If EQA/PT program for a particular analyte is not available, an appropriate
inter-laboratory comparison or any other alternate method (retesting of retained
item, testing by different personnel, use of certified reference materials etc.) is
recommended.
EQA/PT providers who run these programs get accreditation13 under ISO/IEC 17043:2010.
Laboratories should enroll in an accredited EQA/PT program4, if available.
18.0 INTERNAL AUDIT
Audit is a process of critical review of the functioning and evaluation of services.
Internal audit is a process of comprehensive review of the functioning and evaluation
of services.
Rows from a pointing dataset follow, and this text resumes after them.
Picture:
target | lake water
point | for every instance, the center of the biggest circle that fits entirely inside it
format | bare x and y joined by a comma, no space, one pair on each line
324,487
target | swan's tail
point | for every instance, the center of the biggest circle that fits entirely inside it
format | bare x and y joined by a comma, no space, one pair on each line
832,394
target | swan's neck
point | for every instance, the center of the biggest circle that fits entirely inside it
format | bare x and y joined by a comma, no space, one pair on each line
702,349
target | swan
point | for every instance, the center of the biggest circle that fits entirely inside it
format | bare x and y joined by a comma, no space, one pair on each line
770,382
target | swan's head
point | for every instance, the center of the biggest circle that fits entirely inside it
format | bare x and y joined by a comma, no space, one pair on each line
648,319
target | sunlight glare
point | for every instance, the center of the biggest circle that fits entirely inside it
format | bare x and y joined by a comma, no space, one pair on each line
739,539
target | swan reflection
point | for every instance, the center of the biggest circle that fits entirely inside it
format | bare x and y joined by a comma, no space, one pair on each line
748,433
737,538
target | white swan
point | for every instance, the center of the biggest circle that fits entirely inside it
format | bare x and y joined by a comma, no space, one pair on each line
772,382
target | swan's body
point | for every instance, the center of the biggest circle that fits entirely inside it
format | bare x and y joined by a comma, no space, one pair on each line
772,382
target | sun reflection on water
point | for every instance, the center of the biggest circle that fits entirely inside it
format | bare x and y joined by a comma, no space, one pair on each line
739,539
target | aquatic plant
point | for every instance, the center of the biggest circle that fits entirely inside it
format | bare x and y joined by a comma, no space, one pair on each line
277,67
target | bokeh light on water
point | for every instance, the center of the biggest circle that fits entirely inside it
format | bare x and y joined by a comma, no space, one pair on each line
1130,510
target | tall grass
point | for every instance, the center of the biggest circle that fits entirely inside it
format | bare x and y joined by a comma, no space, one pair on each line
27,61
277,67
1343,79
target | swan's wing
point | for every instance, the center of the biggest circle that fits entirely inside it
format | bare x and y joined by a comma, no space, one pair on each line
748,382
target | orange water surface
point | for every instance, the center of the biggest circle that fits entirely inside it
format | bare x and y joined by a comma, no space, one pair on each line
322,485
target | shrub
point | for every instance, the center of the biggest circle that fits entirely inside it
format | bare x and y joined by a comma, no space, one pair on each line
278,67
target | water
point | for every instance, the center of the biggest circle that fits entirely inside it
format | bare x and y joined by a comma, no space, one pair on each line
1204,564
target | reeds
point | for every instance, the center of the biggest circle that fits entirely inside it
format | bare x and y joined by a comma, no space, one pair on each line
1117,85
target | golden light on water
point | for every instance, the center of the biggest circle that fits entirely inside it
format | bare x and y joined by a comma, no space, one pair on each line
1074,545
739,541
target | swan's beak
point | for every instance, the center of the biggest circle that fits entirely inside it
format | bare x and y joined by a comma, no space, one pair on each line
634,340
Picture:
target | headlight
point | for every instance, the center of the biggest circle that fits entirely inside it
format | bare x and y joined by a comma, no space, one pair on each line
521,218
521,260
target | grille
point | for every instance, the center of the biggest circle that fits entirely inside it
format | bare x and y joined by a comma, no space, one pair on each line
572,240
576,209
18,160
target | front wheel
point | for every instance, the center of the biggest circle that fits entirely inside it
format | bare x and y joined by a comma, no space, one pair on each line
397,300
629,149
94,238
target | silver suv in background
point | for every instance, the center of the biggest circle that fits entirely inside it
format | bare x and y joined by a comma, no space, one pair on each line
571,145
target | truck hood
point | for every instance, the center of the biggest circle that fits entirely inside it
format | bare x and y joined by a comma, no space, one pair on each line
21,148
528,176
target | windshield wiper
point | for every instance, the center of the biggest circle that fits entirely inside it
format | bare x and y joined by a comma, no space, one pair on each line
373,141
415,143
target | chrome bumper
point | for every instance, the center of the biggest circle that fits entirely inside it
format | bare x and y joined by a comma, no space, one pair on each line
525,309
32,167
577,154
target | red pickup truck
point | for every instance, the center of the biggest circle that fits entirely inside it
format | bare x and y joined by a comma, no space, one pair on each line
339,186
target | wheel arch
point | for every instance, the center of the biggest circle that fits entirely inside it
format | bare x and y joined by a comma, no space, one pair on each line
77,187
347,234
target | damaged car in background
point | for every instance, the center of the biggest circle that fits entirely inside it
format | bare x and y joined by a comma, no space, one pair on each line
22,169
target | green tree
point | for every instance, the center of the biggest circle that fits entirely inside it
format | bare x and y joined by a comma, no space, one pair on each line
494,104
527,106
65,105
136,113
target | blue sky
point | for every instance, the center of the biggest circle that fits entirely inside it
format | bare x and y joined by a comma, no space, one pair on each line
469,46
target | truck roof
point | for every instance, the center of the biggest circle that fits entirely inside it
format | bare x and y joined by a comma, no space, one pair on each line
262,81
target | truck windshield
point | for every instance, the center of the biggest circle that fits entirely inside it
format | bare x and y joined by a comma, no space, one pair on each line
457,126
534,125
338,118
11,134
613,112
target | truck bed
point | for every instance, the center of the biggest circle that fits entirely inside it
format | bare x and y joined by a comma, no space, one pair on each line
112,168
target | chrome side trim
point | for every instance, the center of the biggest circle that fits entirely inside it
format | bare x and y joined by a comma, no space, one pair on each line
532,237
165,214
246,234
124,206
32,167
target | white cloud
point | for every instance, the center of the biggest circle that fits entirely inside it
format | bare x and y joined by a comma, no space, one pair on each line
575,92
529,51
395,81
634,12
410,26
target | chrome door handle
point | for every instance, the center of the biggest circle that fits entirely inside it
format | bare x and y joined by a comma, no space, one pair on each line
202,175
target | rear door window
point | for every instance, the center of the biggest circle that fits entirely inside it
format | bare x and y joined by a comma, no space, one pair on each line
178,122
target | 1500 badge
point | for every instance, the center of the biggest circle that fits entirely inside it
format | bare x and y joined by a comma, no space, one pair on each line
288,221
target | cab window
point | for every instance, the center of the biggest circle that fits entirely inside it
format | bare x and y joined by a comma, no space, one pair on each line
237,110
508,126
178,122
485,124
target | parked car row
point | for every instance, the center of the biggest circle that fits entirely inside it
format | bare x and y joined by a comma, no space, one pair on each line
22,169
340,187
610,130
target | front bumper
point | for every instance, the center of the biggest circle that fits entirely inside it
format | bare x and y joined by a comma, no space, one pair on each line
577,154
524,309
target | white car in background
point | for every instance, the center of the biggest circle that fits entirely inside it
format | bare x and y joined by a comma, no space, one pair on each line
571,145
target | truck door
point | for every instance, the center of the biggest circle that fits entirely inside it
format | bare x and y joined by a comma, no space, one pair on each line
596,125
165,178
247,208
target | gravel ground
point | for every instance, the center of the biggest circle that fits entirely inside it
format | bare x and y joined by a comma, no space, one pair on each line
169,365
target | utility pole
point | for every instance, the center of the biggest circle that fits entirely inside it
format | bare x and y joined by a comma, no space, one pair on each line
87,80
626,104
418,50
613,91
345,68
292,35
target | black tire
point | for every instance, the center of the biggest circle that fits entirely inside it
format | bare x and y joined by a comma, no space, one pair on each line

Internal audit is the systematic, independent and documented process for
obtaining audit evidence and evaluating it objectively to determine the extent to which
the specific criteria are complied with. Internal audit can be effectively carried out by
examining documents, specimens, equipment, procedures, environmental conditions,
examination procedures, personnel competence, records and reports. Effective internal
audit will identify the problems and weak points in the system and suggest remedial
measures. Laboratory shall conduct one complete cycle of internal audit at least once
in twelve months.
Internal audit should be done by a person who has been trained as an auditor. It is
recommended that all internal auditors undergo 4-day Standard and Internal auditor
training3.
19.0 TECHNICAL AUDIT CHECKLIST
A technical audit checklist (Annexure-7) needs to be maintained by each laboratory. A
model technical audit checklist is provided in Annexure-7, which needs to be maintained
by each laboratory. Laboratories may adapt this to make it more comprehensive and
relevant.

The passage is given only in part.